De Philippe Baqué. Éditions Agone, collection « Contre-feux », 314 pages, 20 euros.
D’Alzheimer au transhumanisme, la science au service d’une idéologie hégémonique mercantile.
Philippe Baqué, journaliste et réalisateur de documentaires, est parti des interrogations soulevées par la maladie d’Alzheimer de sa mère pour mener une enquête très personnelle, sans être subjective, autour de ce dont cette maladie est le nom et du futur que nous promettent les contempteurs de la mort.
Bienvenue dans la vie éternelle !
Dans la Vieillesse (1970), Simone de Beauvoir écrivait : « La vieillesse ne saurait être comprise qu’en totalité, elle n’est pas seulement un fait biologique, mais un fait culturel ». C’est à cette époque que, l’espérance de vie s’allongeant, les structures familiales se modifiant, la société a dû commencer à gérer de nombreuses personnes âgées dont le comportement, jusqu’alors qualifié de démence sénile, a été rapproché des observations faites en 1906 par le docteur Alzheimer.
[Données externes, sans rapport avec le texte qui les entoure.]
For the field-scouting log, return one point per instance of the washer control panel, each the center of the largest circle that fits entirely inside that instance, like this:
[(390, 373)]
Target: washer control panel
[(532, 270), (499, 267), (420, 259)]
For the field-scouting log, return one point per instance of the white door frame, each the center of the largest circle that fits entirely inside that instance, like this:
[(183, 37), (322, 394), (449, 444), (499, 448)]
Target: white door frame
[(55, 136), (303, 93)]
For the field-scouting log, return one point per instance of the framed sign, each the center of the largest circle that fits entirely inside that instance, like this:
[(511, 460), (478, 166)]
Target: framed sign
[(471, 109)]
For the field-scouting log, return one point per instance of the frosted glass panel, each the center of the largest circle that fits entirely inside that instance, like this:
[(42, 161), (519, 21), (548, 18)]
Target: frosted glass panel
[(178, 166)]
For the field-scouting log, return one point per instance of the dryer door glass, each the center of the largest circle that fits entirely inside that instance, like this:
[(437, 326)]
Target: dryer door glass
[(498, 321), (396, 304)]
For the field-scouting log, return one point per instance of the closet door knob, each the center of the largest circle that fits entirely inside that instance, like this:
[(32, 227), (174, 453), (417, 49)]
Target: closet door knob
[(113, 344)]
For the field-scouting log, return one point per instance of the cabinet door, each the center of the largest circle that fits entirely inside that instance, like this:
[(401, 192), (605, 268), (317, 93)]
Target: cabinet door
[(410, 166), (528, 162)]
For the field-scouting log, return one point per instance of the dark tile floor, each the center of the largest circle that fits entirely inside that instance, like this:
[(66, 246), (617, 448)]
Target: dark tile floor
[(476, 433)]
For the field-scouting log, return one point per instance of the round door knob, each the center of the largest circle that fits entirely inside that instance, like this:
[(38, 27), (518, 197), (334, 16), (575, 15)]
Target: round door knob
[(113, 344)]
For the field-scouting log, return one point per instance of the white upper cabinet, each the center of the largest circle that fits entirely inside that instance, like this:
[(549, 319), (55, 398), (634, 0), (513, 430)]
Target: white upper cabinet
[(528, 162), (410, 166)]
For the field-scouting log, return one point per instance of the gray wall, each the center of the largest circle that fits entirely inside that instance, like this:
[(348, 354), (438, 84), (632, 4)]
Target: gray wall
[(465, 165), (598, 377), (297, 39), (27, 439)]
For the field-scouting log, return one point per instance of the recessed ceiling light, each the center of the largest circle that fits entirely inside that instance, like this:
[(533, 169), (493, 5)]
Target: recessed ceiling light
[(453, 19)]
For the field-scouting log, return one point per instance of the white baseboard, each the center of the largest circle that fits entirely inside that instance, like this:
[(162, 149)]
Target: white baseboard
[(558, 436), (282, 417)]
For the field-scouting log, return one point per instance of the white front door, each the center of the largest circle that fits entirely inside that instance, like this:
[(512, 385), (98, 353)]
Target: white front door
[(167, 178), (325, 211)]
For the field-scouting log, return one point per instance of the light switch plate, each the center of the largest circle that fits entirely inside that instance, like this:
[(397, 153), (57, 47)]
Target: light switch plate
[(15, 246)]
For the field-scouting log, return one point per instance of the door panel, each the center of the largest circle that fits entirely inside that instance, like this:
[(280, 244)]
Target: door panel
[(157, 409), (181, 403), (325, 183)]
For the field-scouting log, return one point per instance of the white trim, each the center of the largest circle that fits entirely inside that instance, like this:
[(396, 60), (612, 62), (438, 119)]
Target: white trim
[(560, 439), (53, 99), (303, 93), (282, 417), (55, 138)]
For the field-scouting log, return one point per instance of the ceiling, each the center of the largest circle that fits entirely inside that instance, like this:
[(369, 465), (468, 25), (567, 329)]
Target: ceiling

La vieillesse devenait une maladie et un boulevard s’ouvrait devant les laboratoires pharmaceutiques et les maîtres de la « Silver Economy ». Les maisons de retraite, rebaptisées EPHAD, devenaient un placement extrêmement rentable.
L’auteur nous présente un tableau complet de la situation, de la compétition des laboratoires pour trouver des médicaments pour soigner la maladie (la vieillesse), de la démonstration de leur inefficacité et de la chute des préconisations, malgré la collusion et les conflits d’intérêts de nombreux décideurs publics, souvent médecins. Il nous montre comment, ne pouvant soigner la maladie, la compétition s’est lancée dans le domaine du dépistage précoce, afin de créer un nouveau marché de la prophylaxie.
Et pendant ce temps, dans les EPHAD, le personnel insuffisant, rentabilité oblige, mène une vie de galère à ne pas pouvoir s’occuper correctement des pensionnaires, parfois carrément maltraités. Une souffrance des travailleurEs et des « clientEs » qui n’est malheureusement pas sans rappeler d’autres horreurs.
Chasse à la vieillesse
Qui dit dépistage précoce conduit directement à la génétique. Quel est le gène de la maladie d’Alzheimer ? Pour l’identifier, des moyens hallucinants, se chiffrant en milliards de dollars, sont mis en œuvre par les laboratoires qui s’allient, dans ce monde où on ne manque jamais d’argent, aux plus grands groupes, Google, Apple, IBM, etc. Des start-up poussent comme des champignons pour être prêtes à récolter les fruits de la moindre petite découverte. Séquençage du génome, prothèses et puces… promettent un avenir fait d’une haute rentabilité.
Deux chercheuses, la française Emmanuelle Charpentier et l’Américaine Jennifer Doudna, ont inventé un outil, le Crispr-Cas9, ciseau à couper l’ADN, qui permettrait de réparer, mais qui ouvre la porte à toutes les expérimentations, facilement et à moindre coût, avec la possibilité de profits fabuleux, à un point tel que les deux inventeuses elles-mêmes tirent déjà le signal d’alarme.
La chasse à la vieillesse conduit logiquement à la chasse à la mort, et la collecte de centaines de milliers de génomes, fournis bénévolement par celles et ceux qui veulent savoir comment ils vont mourir, permet à ces groupes de se constituer des bases de données gigantesques afin de poursuivre leur nouveau but : éradiquer la vieillesse et en tirer profit. Pour Philippe Baqué, « cette quête de l’immortalité et de l’éradication de la vieillesse se fonde sur une vision à très court terme : celle du marché ».
Promesse d’un nouveau monde ?
On découvre le nouveau monde que nous promettent les transhumanistes et les technoprophètes adeptes de l’homme augmenté, le français Laurent Alexandre, auteur de la Mort de la mort, l’Anglais Max More, cryogénisateur de riches, les fabricants chinois de clones et d’embryons sélectionnés, les libertariens étatsuniens… tous annoncent l’éternité pour celles et ceux qui s’adapteront et feront des enfants dans des utérus artificiels, et une vie de chimpanzés pour les autres.
Peu de voix s’élèvent pour s’y opposer, mais on peut noter celle de Jacques Testard, « créateur » du premier bébé-éprouvette. Le collectif grenoblois Pièces et Main-d’œuvre est aussi très actif sur ce sujet. Petit bras comparé aux milliards investis, mais au moins le mérite d’aborder un thème trop absent du débat politique.
Philippe Baqué, tout en s’interrogeant sur la part réelle d’utopie, appelle à agir et à ne pas nous résigner à devenir les chimpanzés du futur.